世田谷パブリックシアターで上演中の「エウリディケ」を観てきました。

主演の水嶋凛さん、和田雅成さんは観たことがなかったのですが、チラシ・イメージと演出が白井晃さんだったことでチケットを取りました。

 

原作者サラ・ルールさんの作品を観るのも初めてだと思いますが、ギリシャ神話を現代に置き換えて書かれた物語で、今回が日本初演とのことです。

 

 

開演と同時にエウリディケ(水嶋凛)とオルフェ(和田雅成)が観客席から登場し、愛を語り合い、そして結婚することになります。

オルフェはエウリディケに海や空を見せ、頭の中にあるメロディを口ずさむ(正直なところ、この冒頭部分はよくわからず・・・)。

 

ふたりが立ち去ると、エウリディケの父(栗原英雄)が現れ、彼女への想いを語り始めます。

彼がいるのは死者の国で、そこでは人の言葉は通じない。

彼の言葉は手紙となり現世に届くのですが、その手紙を手にした男(崎山つばさ)の誘いに乗ってしまったエウリディケは階段から足を踏み外して死んでしまいます。

 

彼女は死者の国で父親と再会し、「忘却の川」で消し去られた記憶を取り戻します。
一方、オルフェはエウリディケを探し続け、音楽の力によって地獄の門にたどり着きます。

そこで、地下の国の王(崎山つばさ)から「振り返って彼女を見てはいけない」という条件の元、現世に連れ戻すことを許されるのですが、そこに至るやり取りが「意外にあっさりとしているな!?」と思いました。

ベースとなっているギリシャ神話(「世界的にも知られている物語」みたいです)を知らないので、何とも言えませんが・・・。

 

ギリシャ神話をベースにしているだけに幻想的な雰囲気も漂わせる美しくも悲しい恋の物語なのですが、父娘愛の物語でもあります。

父親役の栗原さんの包み込むような優しい雰囲気がとても良かったです。

ふたりが幸せになることを願って「また、いつか会おうと」とエウリディケを送り出すのですが、彼女を失った悲しみは深く、自ら「忘却」を選択するシーンが切ない。

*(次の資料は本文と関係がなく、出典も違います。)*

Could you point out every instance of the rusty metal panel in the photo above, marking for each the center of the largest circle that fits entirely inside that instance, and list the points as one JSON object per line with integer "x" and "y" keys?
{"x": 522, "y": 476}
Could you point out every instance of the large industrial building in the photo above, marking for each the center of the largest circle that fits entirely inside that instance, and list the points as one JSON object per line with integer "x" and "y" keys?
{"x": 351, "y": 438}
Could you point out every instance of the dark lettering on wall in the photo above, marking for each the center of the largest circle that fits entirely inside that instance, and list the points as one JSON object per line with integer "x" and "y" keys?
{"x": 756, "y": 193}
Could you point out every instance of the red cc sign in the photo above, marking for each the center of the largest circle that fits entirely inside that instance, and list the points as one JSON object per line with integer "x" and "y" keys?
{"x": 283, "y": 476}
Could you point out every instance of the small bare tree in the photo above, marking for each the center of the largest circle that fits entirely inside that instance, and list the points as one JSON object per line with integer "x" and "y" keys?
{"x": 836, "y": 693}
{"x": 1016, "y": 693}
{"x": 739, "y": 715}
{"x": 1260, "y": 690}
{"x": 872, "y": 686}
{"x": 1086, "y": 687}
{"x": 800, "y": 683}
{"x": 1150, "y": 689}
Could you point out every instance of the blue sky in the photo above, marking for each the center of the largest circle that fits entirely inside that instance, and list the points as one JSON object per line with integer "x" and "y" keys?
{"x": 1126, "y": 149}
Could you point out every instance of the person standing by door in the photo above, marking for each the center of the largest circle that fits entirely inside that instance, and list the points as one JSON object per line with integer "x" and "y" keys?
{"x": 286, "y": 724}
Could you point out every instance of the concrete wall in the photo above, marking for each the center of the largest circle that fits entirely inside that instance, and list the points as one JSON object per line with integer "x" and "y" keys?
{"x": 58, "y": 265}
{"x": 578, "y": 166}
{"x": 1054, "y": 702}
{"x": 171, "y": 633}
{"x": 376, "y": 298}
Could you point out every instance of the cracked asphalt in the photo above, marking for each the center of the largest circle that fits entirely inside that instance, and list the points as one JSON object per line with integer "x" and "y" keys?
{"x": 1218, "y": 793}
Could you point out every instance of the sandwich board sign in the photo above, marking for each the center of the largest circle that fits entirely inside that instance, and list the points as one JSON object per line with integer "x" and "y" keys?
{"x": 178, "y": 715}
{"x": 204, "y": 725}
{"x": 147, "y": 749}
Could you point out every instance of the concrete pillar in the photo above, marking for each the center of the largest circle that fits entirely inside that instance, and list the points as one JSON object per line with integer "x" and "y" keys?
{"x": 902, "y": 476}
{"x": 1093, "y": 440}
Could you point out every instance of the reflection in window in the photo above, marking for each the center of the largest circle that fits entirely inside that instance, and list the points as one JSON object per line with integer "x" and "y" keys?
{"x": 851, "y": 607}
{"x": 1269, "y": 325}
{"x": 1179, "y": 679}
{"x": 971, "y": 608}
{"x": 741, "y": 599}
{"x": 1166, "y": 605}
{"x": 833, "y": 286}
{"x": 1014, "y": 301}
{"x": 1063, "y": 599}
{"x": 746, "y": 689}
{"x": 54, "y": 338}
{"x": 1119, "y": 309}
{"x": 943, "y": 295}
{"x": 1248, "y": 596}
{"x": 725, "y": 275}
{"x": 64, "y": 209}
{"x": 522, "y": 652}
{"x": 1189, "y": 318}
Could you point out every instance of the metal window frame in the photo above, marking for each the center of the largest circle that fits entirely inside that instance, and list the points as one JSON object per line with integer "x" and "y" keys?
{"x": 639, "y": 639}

そして、それを知らずに死者の国に戻ってきた彼女も同じ選択をします。

ラストシーンではオルフェが地獄の門をくぐり登場するのですが、エウリディケが残した手紙を理解することが出来ません。

彼は再び彼女に会うために死を選択したのかもしれませんが、記憶は失われているのでしょう。

人は忘れることによって悲しみを癒すことが出来ますが、それで失われるものも大きいようです。

 

林正樹さんのピアノと、藤本一馬さんのギターによる生演奏が観る人の感情を揺さぶります。

どれくらいの舞台経験があるのかわかりませんが、主演のお二人も良かったです。

声をかけられて思わず振り返ってしまったオルフェがエウリディケを見失ってしまう場面は、一瞬で感情が込み上げてきました。

このあたりは白井さんの演出の妙なのかもしれませんが、役者の演技と音楽も相俟って生まれてくるものなのではないかと思います。

水嶋さんが出演される作品は、これからもチェックするようにしようと心に誓ったのでした。